Las manecillas del reloj emitieron imperceptibles su último tic-tac cuando algo en ti aceptó que no llegarías a poseer más hogar que la cama estrecha y la cocina testigo de la soledad de tus comidas. Que tu vida seguiría discurriendo en eterna parálisis por el circular sucederse siempre idéntido de los días iguales. Segmentados por las mismas tediosas rutinas, finalizados con las mismas fatigas. Días vacíos, muertos antes ya de haber nacido. Y que nunca recobrarías el ser perdido ni la visibilidad que le corresponde si es tarea de los sirvientes aprender a habitar en el no-ser y devenir invisibles como fantasmas. Fantasmas que penetran sigilosos en las habitaciones desiertas para devolverles cada mañana el orden quebrado. Sombras que nadie ve cuando recorren la galería cargadas con los enseres de limpieza aunque el sol las ilumine. Figuras etéreas que sólo se encarnan ante otras pupilas para recibir órdenes secas y agrias regañinas. Que no merecen palabras salvo para lo estrictamente necesario. A quienes nadie pregunta excepto para pedir explicaciones y cuentas. Así permanecerías tú mientras el trajín de cada jornada, el cansancio, el hastío, arrugaban tu esqueleto y encanecían tus cabellos ralos: convertida en una estatua de cristal transparente, de cuencas huecas, oídos encerados y labios sellados. Tal es el inexcusable requisito, la cláusula sagrada que firman los criados para acceder a compartir con sus legítimos poseedores los espacios donde transcurre una vida que no les pertenece. La vida a la que se asoman desde su propio centro, público indeseado de sus más oscuros recovecos, al precio de la invisibilidad y la ceguera, de la condena al doble silencio, de la irrevocable exclusión. La vida que exige desplegarse ajena a su presencia, blindada frente a ella, y por eso niega en sus formas la existencia del intruso en el coto cerrado, y se convence hipócrita de la ausencia bajo su piel de la madeja cálida y enredada que producen los corazones, las cabezas humanas.
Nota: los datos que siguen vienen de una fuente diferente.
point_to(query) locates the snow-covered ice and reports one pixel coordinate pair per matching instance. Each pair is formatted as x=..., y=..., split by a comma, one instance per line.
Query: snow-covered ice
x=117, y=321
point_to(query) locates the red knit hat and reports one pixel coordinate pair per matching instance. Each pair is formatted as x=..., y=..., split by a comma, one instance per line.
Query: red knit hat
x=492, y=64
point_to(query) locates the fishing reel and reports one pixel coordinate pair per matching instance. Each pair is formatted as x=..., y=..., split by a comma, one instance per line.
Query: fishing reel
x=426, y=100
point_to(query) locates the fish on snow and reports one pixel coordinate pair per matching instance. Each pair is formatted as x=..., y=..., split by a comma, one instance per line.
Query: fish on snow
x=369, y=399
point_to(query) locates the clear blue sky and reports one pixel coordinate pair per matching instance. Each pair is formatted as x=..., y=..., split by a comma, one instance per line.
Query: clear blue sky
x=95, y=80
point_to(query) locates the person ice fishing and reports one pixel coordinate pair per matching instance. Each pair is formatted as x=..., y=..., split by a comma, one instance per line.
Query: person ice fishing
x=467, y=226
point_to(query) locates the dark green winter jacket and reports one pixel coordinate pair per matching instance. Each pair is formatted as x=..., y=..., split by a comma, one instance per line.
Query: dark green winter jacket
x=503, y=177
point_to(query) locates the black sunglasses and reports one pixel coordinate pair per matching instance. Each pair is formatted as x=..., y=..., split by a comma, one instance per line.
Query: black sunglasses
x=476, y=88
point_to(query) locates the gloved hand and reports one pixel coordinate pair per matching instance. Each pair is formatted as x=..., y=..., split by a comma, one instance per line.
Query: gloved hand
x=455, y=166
Eres ya casi una anciana y nadie te conoce. Ni siquiera tú misma. Los pensamientos perpetuamente encerrados en tu cabeza, carentes de puertas y ventanas, fueron enmoheciendo dentro de su cárcel y se pudrieron poco a poco, dejándote huérfana de palabras para el diálogo solitario con tu propia conciencia, palabras calladas que te explicaran explicándolos a ellos, que te arrullaran desde dentro repoblando el desierto de tus días, más allá de las melodías que tarareas con tu voz de niña vieja mientras tiendes la ropa. Maniatada por las cadenas del arbitrio de los señores, tu voluntad adelgazó tanto como tus piernas de alambre y acabó olvidando, famélica, dónde reside la palanca que activa el mecanismo de la decisión, cómo se siente al vibrar el deseo, que de la garganta también puede emerger el reclamo. Quizá por ello, cuando por las noches los señores consienten que, semiescondida en tu sillita de enea tras el marco de la puerta de la salita, separada por el tabique del mullido sofá donde ellos reposan para no perturbar su intimidad, participes un rato de la pantalla del televisor, obediente después a la retirada cuando el sueño vence aunque a ti no, aunque a ti no, se instala en tu boca, por encima de la barbilla cada vez más puntiaguda, una sonrisa bobalicona, de infante dócil y manso a la espera del siguiente mandato, que la señora espía y comenta más tarde con el señor, burlona y a la vez preocupada por el presunto flaquear de tu sesera, por el evidente menguarse de tus fuerzas, por tu galopante sordera.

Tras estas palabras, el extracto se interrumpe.